Since they didn't know where Shawn was, Simon headed to the coffee shop, as that's where he'd last seen Shawn yesterday. Simon looked around the whole time he walked there but still saw no sign of him. He bought a coffee and sat outside and waited, thinking this would likely be a better place to run across him.
Still sitting here alone, he then got that ugly feeling at the back of his neck. Pulling out his phone, he quickly texted Kate, asking for an image of the homeless guy.
She phoned him instead. "Why do you want a photo? That's not something we generally do."
"I get that," he replied, "but I can't find Shawn, and now I've got this ugly feeling."
She sucked in her breath. "Oh, crap, hang on a minute."
Within seconds he had a grainy photograph. As he stared at it, his heart sank.

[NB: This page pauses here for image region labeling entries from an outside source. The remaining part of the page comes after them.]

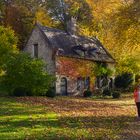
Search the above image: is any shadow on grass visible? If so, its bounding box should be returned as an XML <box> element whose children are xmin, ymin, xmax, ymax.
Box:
<box><xmin>0</xmin><ymin>98</ymin><xmax>138</xmax><ymax>140</ymax></box>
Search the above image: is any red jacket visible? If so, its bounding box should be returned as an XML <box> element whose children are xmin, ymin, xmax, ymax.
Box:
<box><xmin>134</xmin><ymin>89</ymin><xmax>140</xmax><ymax>102</ymax></box>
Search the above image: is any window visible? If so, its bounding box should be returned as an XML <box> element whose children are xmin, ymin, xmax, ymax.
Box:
<box><xmin>85</xmin><ymin>77</ymin><xmax>90</xmax><ymax>89</ymax></box>
<box><xmin>33</xmin><ymin>44</ymin><xmax>38</xmax><ymax>58</ymax></box>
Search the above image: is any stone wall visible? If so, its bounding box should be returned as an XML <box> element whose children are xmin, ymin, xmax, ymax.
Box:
<box><xmin>24</xmin><ymin>26</ymin><xmax>55</xmax><ymax>74</ymax></box>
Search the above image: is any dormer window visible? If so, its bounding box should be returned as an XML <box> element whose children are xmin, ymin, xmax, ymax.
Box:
<box><xmin>33</xmin><ymin>43</ymin><xmax>38</xmax><ymax>58</ymax></box>
<box><xmin>72</xmin><ymin>45</ymin><xmax>87</xmax><ymax>57</ymax></box>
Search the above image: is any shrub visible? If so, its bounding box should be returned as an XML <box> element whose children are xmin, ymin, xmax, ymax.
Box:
<box><xmin>12</xmin><ymin>87</ymin><xmax>32</xmax><ymax>97</ymax></box>
<box><xmin>46</xmin><ymin>87</ymin><xmax>56</xmax><ymax>98</ymax></box>
<box><xmin>115</xmin><ymin>73</ymin><xmax>133</xmax><ymax>89</ymax></box>
<box><xmin>0</xmin><ymin>53</ymin><xmax>54</xmax><ymax>96</ymax></box>
<box><xmin>112</xmin><ymin>91</ymin><xmax>121</xmax><ymax>99</ymax></box>
<box><xmin>83</xmin><ymin>90</ymin><xmax>92</xmax><ymax>97</ymax></box>
<box><xmin>102</xmin><ymin>89</ymin><xmax>111</xmax><ymax>96</ymax></box>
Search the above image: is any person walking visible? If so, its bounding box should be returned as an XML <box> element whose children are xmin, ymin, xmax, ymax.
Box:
<box><xmin>134</xmin><ymin>85</ymin><xmax>140</xmax><ymax>121</ymax></box>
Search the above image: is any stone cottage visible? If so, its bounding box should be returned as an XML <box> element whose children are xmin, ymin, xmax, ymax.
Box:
<box><xmin>24</xmin><ymin>19</ymin><xmax>115</xmax><ymax>95</ymax></box>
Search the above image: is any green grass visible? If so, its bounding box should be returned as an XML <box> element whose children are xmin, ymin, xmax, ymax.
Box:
<box><xmin>0</xmin><ymin>97</ymin><xmax>140</xmax><ymax>140</ymax></box>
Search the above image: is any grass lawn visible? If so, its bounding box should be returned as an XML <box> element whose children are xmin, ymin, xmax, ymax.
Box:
<box><xmin>0</xmin><ymin>94</ymin><xmax>140</xmax><ymax>140</ymax></box>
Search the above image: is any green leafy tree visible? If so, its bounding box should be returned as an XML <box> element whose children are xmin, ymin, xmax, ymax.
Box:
<box><xmin>1</xmin><ymin>53</ymin><xmax>54</xmax><ymax>95</ymax></box>
<box><xmin>0</xmin><ymin>26</ymin><xmax>18</xmax><ymax>68</ymax></box>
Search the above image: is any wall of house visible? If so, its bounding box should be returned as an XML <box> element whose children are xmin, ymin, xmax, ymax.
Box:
<box><xmin>56</xmin><ymin>57</ymin><xmax>95</xmax><ymax>95</ymax></box>
<box><xmin>24</xmin><ymin>26</ymin><xmax>55</xmax><ymax>74</ymax></box>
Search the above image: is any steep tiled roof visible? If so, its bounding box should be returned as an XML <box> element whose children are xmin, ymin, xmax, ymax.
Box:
<box><xmin>38</xmin><ymin>25</ymin><xmax>115</xmax><ymax>63</ymax></box>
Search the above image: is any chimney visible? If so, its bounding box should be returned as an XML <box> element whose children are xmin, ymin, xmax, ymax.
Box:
<box><xmin>67</xmin><ymin>17</ymin><xmax>77</xmax><ymax>35</ymax></box>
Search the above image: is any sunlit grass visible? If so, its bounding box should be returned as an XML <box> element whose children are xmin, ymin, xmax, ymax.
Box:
<box><xmin>0</xmin><ymin>97</ymin><xmax>140</xmax><ymax>140</ymax></box>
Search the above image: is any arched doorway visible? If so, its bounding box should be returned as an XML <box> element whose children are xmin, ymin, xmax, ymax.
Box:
<box><xmin>61</xmin><ymin>77</ymin><xmax>68</xmax><ymax>96</ymax></box>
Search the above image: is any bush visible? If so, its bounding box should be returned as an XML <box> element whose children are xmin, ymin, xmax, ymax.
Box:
<box><xmin>102</xmin><ymin>89</ymin><xmax>111</xmax><ymax>96</ymax></box>
<box><xmin>46</xmin><ymin>87</ymin><xmax>56</xmax><ymax>98</ymax></box>
<box><xmin>115</xmin><ymin>73</ymin><xmax>133</xmax><ymax>89</ymax></box>
<box><xmin>0</xmin><ymin>53</ymin><xmax>54</xmax><ymax>96</ymax></box>
<box><xmin>83</xmin><ymin>90</ymin><xmax>92</xmax><ymax>97</ymax></box>
<box><xmin>112</xmin><ymin>91</ymin><xmax>121</xmax><ymax>99</ymax></box>
<box><xmin>12</xmin><ymin>87</ymin><xmax>32</xmax><ymax>97</ymax></box>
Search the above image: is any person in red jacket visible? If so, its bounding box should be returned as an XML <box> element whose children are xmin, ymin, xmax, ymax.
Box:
<box><xmin>134</xmin><ymin>86</ymin><xmax>140</xmax><ymax>120</ymax></box>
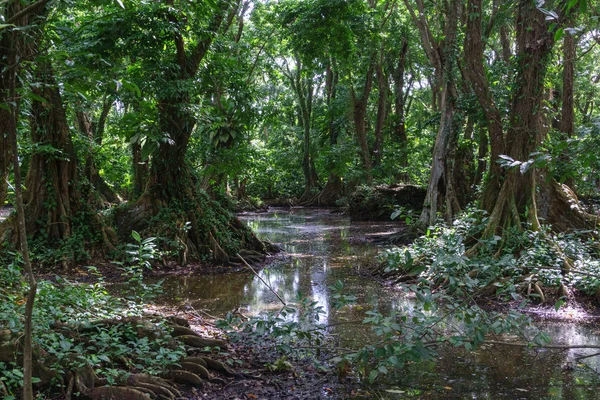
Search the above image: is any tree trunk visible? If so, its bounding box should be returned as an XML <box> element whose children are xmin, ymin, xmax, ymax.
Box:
<box><xmin>559</xmin><ymin>28</ymin><xmax>577</xmax><ymax>187</ymax></box>
<box><xmin>470</xmin><ymin>0</ymin><xmax>597</xmax><ymax>245</ymax></box>
<box><xmin>418</xmin><ymin>2</ymin><xmax>460</xmax><ymax>229</ymax></box>
<box><xmin>116</xmin><ymin>0</ymin><xmax>265</xmax><ymax>264</ymax></box>
<box><xmin>76</xmin><ymin>100</ymin><xmax>121</xmax><ymax>206</ymax></box>
<box><xmin>0</xmin><ymin>108</ymin><xmax>12</xmax><ymax>207</ymax></box>
<box><xmin>373</xmin><ymin>58</ymin><xmax>388</xmax><ymax>166</ymax></box>
<box><xmin>351</xmin><ymin>62</ymin><xmax>375</xmax><ymax>175</ymax></box>
<box><xmin>464</xmin><ymin>0</ymin><xmax>504</xmax><ymax>211</ymax></box>
<box><xmin>392</xmin><ymin>38</ymin><xmax>409</xmax><ymax>183</ymax></box>
<box><xmin>315</xmin><ymin>65</ymin><xmax>344</xmax><ymax>206</ymax></box>
<box><xmin>131</xmin><ymin>142</ymin><xmax>150</xmax><ymax>200</ymax></box>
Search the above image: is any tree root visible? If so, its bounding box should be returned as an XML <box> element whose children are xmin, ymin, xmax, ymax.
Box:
<box><xmin>166</xmin><ymin>369</ymin><xmax>204</xmax><ymax>387</ymax></box>
<box><xmin>83</xmin><ymin>386</ymin><xmax>149</xmax><ymax>400</ymax></box>
<box><xmin>0</xmin><ymin>317</ymin><xmax>257</xmax><ymax>400</ymax></box>
<box><xmin>177</xmin><ymin>335</ymin><xmax>227</xmax><ymax>349</ymax></box>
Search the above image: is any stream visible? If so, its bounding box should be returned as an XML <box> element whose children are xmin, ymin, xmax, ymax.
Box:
<box><xmin>158</xmin><ymin>208</ymin><xmax>600</xmax><ymax>399</ymax></box>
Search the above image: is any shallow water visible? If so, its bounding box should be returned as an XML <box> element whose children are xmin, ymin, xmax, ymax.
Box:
<box><xmin>156</xmin><ymin>209</ymin><xmax>600</xmax><ymax>399</ymax></box>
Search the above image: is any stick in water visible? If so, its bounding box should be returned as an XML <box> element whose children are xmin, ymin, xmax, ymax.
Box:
<box><xmin>236</xmin><ymin>253</ymin><xmax>287</xmax><ymax>306</ymax></box>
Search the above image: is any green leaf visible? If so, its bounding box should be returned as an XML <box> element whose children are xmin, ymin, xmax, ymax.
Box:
<box><xmin>554</xmin><ymin>28</ymin><xmax>565</xmax><ymax>42</ymax></box>
<box><xmin>131</xmin><ymin>231</ymin><xmax>142</xmax><ymax>242</ymax></box>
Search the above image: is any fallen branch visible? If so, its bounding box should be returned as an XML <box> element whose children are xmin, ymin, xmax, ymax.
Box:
<box><xmin>483</xmin><ymin>340</ymin><xmax>600</xmax><ymax>350</ymax></box>
<box><xmin>236</xmin><ymin>253</ymin><xmax>287</xmax><ymax>306</ymax></box>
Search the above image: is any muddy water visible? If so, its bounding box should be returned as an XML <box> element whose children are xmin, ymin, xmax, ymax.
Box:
<box><xmin>157</xmin><ymin>209</ymin><xmax>600</xmax><ymax>399</ymax></box>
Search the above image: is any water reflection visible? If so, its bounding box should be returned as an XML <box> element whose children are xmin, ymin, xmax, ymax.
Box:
<box><xmin>154</xmin><ymin>209</ymin><xmax>600</xmax><ymax>399</ymax></box>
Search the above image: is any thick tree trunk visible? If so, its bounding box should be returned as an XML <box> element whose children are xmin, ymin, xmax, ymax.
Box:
<box><xmin>351</xmin><ymin>62</ymin><xmax>375</xmax><ymax>175</ymax></box>
<box><xmin>559</xmin><ymin>28</ymin><xmax>577</xmax><ymax>187</ymax></box>
<box><xmin>0</xmin><ymin>108</ymin><xmax>12</xmax><ymax>207</ymax></box>
<box><xmin>315</xmin><ymin>65</ymin><xmax>344</xmax><ymax>206</ymax></box>
<box><xmin>25</xmin><ymin>65</ymin><xmax>81</xmax><ymax>240</ymax></box>
<box><xmin>131</xmin><ymin>142</ymin><xmax>150</xmax><ymax>201</ymax></box>
<box><xmin>464</xmin><ymin>0</ymin><xmax>505</xmax><ymax>211</ymax></box>
<box><xmin>419</xmin><ymin>83</ymin><xmax>460</xmax><ymax>229</ymax></box>
<box><xmin>418</xmin><ymin>2</ymin><xmax>461</xmax><ymax>229</ymax></box>
<box><xmin>76</xmin><ymin>101</ymin><xmax>120</xmax><ymax>205</ymax></box>
<box><xmin>471</xmin><ymin>0</ymin><xmax>597</xmax><ymax>245</ymax></box>
<box><xmin>373</xmin><ymin>59</ymin><xmax>388</xmax><ymax>166</ymax></box>
<box><xmin>392</xmin><ymin>38</ymin><xmax>409</xmax><ymax>182</ymax></box>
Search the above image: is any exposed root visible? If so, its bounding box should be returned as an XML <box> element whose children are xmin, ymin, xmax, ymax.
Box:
<box><xmin>83</xmin><ymin>386</ymin><xmax>149</xmax><ymax>400</ymax></box>
<box><xmin>166</xmin><ymin>369</ymin><xmax>204</xmax><ymax>387</ymax></box>
<box><xmin>179</xmin><ymin>361</ymin><xmax>211</xmax><ymax>380</ymax></box>
<box><xmin>0</xmin><ymin>317</ymin><xmax>253</xmax><ymax>400</ymax></box>
<box><xmin>177</xmin><ymin>335</ymin><xmax>227</xmax><ymax>349</ymax></box>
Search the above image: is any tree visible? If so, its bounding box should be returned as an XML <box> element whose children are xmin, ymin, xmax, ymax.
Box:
<box><xmin>404</xmin><ymin>0</ymin><xmax>464</xmax><ymax>229</ymax></box>
<box><xmin>465</xmin><ymin>0</ymin><xmax>596</xmax><ymax>250</ymax></box>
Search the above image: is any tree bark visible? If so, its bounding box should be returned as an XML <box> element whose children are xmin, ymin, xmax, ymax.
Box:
<box><xmin>116</xmin><ymin>0</ymin><xmax>265</xmax><ymax>264</ymax></box>
<box><xmin>373</xmin><ymin>55</ymin><xmax>388</xmax><ymax>166</ymax></box>
<box><xmin>418</xmin><ymin>0</ymin><xmax>461</xmax><ymax>229</ymax></box>
<box><xmin>76</xmin><ymin>99</ymin><xmax>121</xmax><ymax>205</ymax></box>
<box><xmin>351</xmin><ymin>60</ymin><xmax>375</xmax><ymax>180</ymax></box>
<box><xmin>464</xmin><ymin>0</ymin><xmax>504</xmax><ymax>211</ymax></box>
<box><xmin>391</xmin><ymin>38</ymin><xmax>409</xmax><ymax>183</ymax></box>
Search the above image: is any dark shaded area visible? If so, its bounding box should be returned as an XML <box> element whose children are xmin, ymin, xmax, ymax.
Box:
<box><xmin>347</xmin><ymin>185</ymin><xmax>427</xmax><ymax>221</ymax></box>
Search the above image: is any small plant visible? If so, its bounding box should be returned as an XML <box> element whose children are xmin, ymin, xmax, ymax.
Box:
<box><xmin>121</xmin><ymin>231</ymin><xmax>162</xmax><ymax>301</ymax></box>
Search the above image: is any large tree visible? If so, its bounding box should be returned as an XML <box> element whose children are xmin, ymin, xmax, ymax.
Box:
<box><xmin>106</xmin><ymin>0</ymin><xmax>264</xmax><ymax>263</ymax></box>
<box><xmin>465</xmin><ymin>0</ymin><xmax>597</xmax><ymax>249</ymax></box>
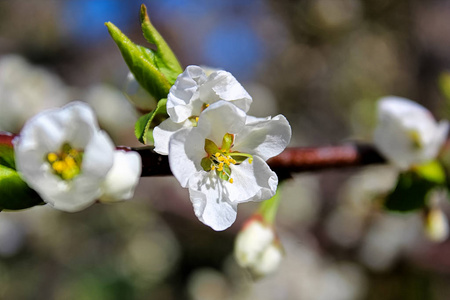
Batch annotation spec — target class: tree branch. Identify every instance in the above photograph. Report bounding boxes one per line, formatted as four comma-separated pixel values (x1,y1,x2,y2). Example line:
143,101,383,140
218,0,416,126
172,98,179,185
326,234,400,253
0,132,386,178
122,144,386,178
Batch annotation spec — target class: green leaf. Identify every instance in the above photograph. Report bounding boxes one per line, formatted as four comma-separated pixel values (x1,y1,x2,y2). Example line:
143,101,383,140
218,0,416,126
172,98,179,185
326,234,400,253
384,171,440,212
0,144,16,170
105,22,172,99
414,160,446,184
0,165,43,210
140,4,183,84
439,72,450,100
134,98,169,145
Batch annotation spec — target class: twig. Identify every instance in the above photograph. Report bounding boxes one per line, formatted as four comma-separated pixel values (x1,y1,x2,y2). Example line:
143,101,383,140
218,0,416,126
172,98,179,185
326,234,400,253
0,132,386,178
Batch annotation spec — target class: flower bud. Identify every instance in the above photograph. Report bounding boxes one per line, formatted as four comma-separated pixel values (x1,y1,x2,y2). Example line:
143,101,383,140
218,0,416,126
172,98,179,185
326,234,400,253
424,208,448,242
374,96,449,170
234,216,283,278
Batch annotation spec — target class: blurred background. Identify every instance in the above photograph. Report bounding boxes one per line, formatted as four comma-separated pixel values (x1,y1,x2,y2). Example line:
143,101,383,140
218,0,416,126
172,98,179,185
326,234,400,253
0,0,450,300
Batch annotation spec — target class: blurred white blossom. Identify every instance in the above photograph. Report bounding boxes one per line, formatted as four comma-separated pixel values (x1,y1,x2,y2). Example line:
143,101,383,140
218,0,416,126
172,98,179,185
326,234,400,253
424,208,448,242
14,102,141,212
374,96,449,169
234,217,283,277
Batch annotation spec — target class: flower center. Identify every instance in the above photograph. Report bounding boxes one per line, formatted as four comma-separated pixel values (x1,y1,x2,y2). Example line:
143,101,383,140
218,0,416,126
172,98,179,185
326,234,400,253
45,143,83,181
201,133,253,183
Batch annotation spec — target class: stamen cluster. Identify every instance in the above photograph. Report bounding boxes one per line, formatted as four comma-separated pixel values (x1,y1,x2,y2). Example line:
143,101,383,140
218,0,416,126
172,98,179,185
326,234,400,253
46,143,83,181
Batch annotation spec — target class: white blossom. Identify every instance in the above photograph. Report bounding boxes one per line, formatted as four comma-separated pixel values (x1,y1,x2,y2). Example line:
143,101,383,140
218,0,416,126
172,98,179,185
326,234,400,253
153,66,252,155
424,208,448,242
14,102,141,212
169,101,291,230
374,96,449,169
234,218,283,277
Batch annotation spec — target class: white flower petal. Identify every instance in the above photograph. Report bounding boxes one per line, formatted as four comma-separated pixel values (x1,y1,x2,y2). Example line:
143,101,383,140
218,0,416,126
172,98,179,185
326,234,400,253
196,101,245,146
167,66,206,123
100,150,142,202
233,115,291,160
374,97,448,169
14,102,114,212
153,119,192,155
223,156,278,203
169,128,206,187
189,171,237,231
199,71,252,112
234,219,275,268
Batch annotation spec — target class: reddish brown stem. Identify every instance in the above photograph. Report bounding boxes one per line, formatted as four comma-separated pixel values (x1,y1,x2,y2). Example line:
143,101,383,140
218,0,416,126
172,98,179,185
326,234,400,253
0,132,386,178
128,144,386,177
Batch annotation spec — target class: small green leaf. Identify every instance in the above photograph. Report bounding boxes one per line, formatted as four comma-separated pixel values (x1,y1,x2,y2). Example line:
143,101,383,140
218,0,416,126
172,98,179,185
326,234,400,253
0,144,16,170
0,165,42,210
140,4,183,84
439,72,450,102
205,139,220,156
222,133,234,152
414,160,446,184
384,171,439,212
134,110,154,144
134,98,169,145
105,22,172,99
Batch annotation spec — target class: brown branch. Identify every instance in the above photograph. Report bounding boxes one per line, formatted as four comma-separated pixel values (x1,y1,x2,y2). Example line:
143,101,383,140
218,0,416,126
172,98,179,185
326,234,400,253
126,144,386,177
0,132,386,178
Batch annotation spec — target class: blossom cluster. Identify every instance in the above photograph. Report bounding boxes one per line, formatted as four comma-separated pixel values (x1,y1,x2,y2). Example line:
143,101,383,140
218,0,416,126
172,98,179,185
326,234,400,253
153,66,291,230
374,96,449,170
13,102,141,212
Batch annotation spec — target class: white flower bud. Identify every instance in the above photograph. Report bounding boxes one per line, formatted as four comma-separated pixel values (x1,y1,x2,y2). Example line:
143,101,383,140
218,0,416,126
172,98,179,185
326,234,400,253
234,218,283,277
424,208,448,242
374,96,449,169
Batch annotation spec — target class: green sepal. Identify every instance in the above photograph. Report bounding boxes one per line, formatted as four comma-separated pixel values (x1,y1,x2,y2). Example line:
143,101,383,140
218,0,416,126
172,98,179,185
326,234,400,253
205,139,220,156
200,157,212,172
140,4,183,84
231,153,249,165
0,143,16,170
222,133,234,152
413,160,446,185
105,22,172,99
216,164,231,181
0,165,43,210
384,161,446,212
134,98,169,145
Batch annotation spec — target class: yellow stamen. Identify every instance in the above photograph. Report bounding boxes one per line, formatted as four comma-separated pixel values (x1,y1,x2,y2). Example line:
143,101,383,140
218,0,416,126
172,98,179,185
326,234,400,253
47,152,58,163
52,160,67,173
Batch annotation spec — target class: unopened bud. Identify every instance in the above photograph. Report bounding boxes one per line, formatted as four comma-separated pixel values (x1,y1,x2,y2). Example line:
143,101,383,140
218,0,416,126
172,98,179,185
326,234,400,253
424,208,448,242
234,217,283,277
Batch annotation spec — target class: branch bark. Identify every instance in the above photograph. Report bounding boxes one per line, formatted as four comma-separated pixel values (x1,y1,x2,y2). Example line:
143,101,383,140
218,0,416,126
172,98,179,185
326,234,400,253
0,132,386,178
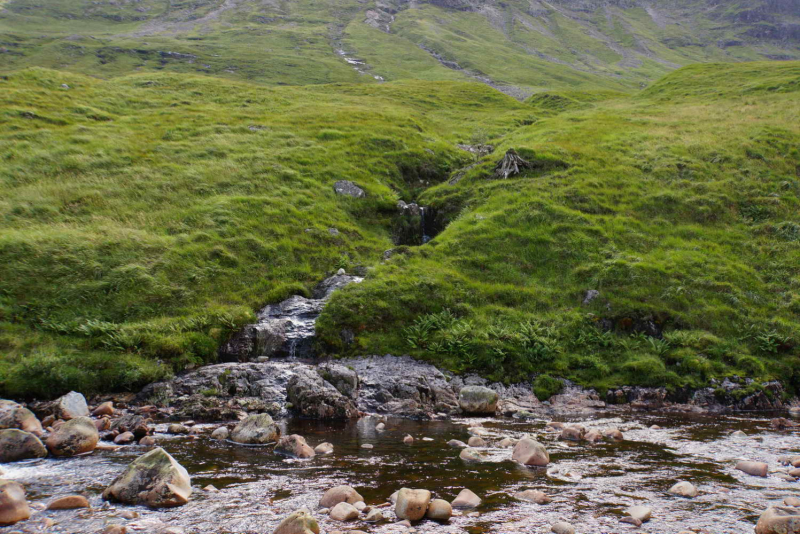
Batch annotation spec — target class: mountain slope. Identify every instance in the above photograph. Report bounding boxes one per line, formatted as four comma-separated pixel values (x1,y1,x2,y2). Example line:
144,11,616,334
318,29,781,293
0,0,800,93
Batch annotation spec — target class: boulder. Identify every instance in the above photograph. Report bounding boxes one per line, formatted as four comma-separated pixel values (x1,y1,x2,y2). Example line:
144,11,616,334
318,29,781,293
92,401,114,417
0,428,47,463
45,417,100,456
333,180,367,198
273,510,319,534
286,369,358,419
736,461,769,477
669,481,697,499
394,488,431,521
0,399,43,436
561,426,585,441
514,490,553,504
0,480,31,526
53,391,89,421
756,506,800,534
47,495,89,510
329,502,358,521
319,486,364,508
211,426,231,441
458,447,483,463
450,488,481,508
625,506,653,523
275,434,315,458
425,499,453,522
511,438,550,467
103,447,192,508
458,386,498,414
231,413,280,445
314,441,333,455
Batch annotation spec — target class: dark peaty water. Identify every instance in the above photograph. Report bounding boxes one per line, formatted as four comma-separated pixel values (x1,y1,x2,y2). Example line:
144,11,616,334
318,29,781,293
0,413,800,534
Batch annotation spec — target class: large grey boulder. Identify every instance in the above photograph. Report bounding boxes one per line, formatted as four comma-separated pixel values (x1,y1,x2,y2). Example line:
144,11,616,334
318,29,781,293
231,413,280,445
103,447,192,508
286,369,358,419
458,386,498,414
53,391,89,421
756,506,800,534
511,438,550,467
0,428,47,463
333,180,367,198
45,417,100,456
394,488,431,521
0,399,43,436
0,480,31,526
273,510,319,534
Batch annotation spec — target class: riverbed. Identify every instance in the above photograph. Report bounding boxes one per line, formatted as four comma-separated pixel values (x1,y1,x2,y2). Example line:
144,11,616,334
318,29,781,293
0,411,800,534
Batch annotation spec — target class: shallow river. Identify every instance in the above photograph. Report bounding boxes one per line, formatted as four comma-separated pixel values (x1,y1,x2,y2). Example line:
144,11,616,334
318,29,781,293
0,412,800,534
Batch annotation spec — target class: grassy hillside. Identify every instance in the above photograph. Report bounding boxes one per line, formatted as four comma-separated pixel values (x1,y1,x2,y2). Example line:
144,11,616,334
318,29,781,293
319,62,800,398
0,69,530,395
0,0,800,97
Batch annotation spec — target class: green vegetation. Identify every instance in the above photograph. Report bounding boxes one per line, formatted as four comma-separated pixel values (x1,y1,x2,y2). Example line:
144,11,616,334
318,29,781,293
0,69,524,396
318,63,800,398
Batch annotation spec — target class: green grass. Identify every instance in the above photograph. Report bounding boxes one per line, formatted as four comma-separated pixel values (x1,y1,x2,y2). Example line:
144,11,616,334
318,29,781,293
318,62,800,398
0,69,524,395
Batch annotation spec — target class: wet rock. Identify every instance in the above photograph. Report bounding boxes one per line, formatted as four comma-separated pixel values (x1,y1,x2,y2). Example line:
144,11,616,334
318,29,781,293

She called him right back. "And?"
"It's Shawn. His birth name is Jack Ludwig."
"Shit," she muttered.
"Yeah, that's a good word for it." Simon stared around. "He normally hangs around this part of town. I spoke to a couple of his friends this morning, and they confirmed that the Paragon was his usual hangout."
"Then what the hell was he doing clear up here, and how did he even get here?"
"I don't know, but I'm sure you'll find out."
"Yeah, damn right I will," she declared. "Forensics is on the way. I've got to go." Then she quickly disconnected.